My buddy Shane and I were coming home from work yesterday and we were listening to sports radio. Upon hearing the news of Gary Crowton leaving Oregon for LSU, we both chuckled. After a hard day of work, it always great to hear news like this.
It looks like Crowton is following my advice by getting out of Eugene. He needs to make sure to stay at LSU for only one year. Most likely he won’t. I want LSU fans to know why Gary Crowton is going to cause you pain when he stays more than one year.
First of all, let me preface these comments by saying that Gary Crowton is a great person. I’m sure he is a great husband/father. But because of what he did to BYU football, just thinking of his tenure here in Provo makes me cringe.
The news of Crowton’s hiring is circulating around the internet. LSU fans are gitty about this hire. Here are a few for you to enjoy:
Not many agree with me that this will be a bad hire. It looks like David James and I are in agreement.
Let me explain why I think this will be a bad hire.
Crowton runs a version of the spread offense. When he gets a new job, his first year has been great. Let the stats explain.
1999: Bears record was 6-10. Their offense scored 272 points (17/game), 7th worst in the NFL. 31 TDs, 7th worst in NFL (source). Leading passer: Shane Matthews
2000: Bears record was 5-11. Their offense scored 214 points (13.4/game), 4th worst in the NFL. 22 TDs, 3rd worst in the NFL (source). (The thing that you want to do from an offensive standpoint is you want to score points.) Leading passer: Cade McNown
It’s safe to say that he didn’t have the greatest quarterbacks to run his offense. Get this though. In 2001, the Bears went 13-3 with Jim Miller as the quarterback. They scored 338 points (21.1/game), good enough for 11th in the NFL.
2001: BYU went 12-2. They scored an amazing 608 points (46.8/game). Luke Staley was the leading rusher in the nation. However they got killed in their last two games. Everybody loved Crowton as head coach. What a great season! But it was a terrible watching them get killed by Hawaii and Louisville. Coincidentally, Luke Staley was injured in the two games BYU lost.
2002: Their record was 5-7. BYU’s first losing season in 30 years. They scored 272 points (22.7/game).
2003: BYU went 4-8. They scored 196 points (16.3/game). They didn’t score a point in the game versus Utah, the first time they went scoreless in a game in my lifetime.

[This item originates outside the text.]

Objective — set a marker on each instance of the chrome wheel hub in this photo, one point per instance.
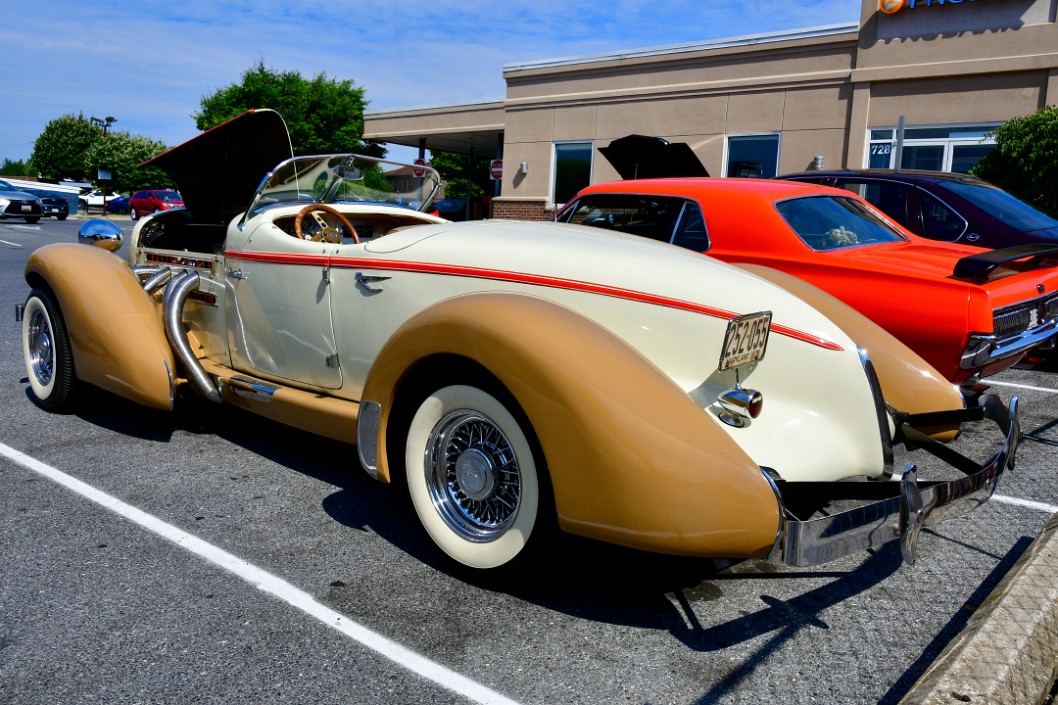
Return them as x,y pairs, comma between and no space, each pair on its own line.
473,475
41,356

2004: BYU went 5-6. They 267 points (24.3/game).
BYU went from scoring 608 points in 2001 to a low of 196 points in 2003! This was against average teams in the Mountain West Conference. He was the head coach and offensive coordinator at BYU.
2005: Oregon went 10-2. They scored 414 points (34.5/game).
2006: Oregon went 7-6, losing their last 4. They scored 383 points (29.5/game).
There you have it. The only year he improved upon his previous year while at the same program was 2004. BYU couldn’t have gotten any worse after a terrible year in 2003.
The truth is Gary Crowton has a good offense. But smart teams are going to figure it out. Guess who was coaching Utah when BYU went scoreless in 2003-Urban Meyer. Most of the coaches in the SEC are almost as smart as Urban and they will shut down LSU’s offense. LSU has great athletes and he will find a way to make them look bad.
The Las Vegas Bowl was a great game this year. For most fans, I am sure it was a boring game. BYU almost shut out Oregon and won the game 38-8. Watching Oregon play brought back bitter memories of when Crowton was at BYU. They looked clueless out there. BYU’s secondary was injured. They didn’t have most of their best players playing because of injuries. Crowton failed to take advantage of his highly athletic receivers. Instead he was worrying about which quarterback to play on which down.
Be ready for an undisciplined offense that fails to make any adjustments-during the game or season.
LSU will probably have a great year with their athletes. They will score a lot of points. But don’t expect them to stay that way. Not with Crowton as the offensive coordinator. The numbers don’t lie.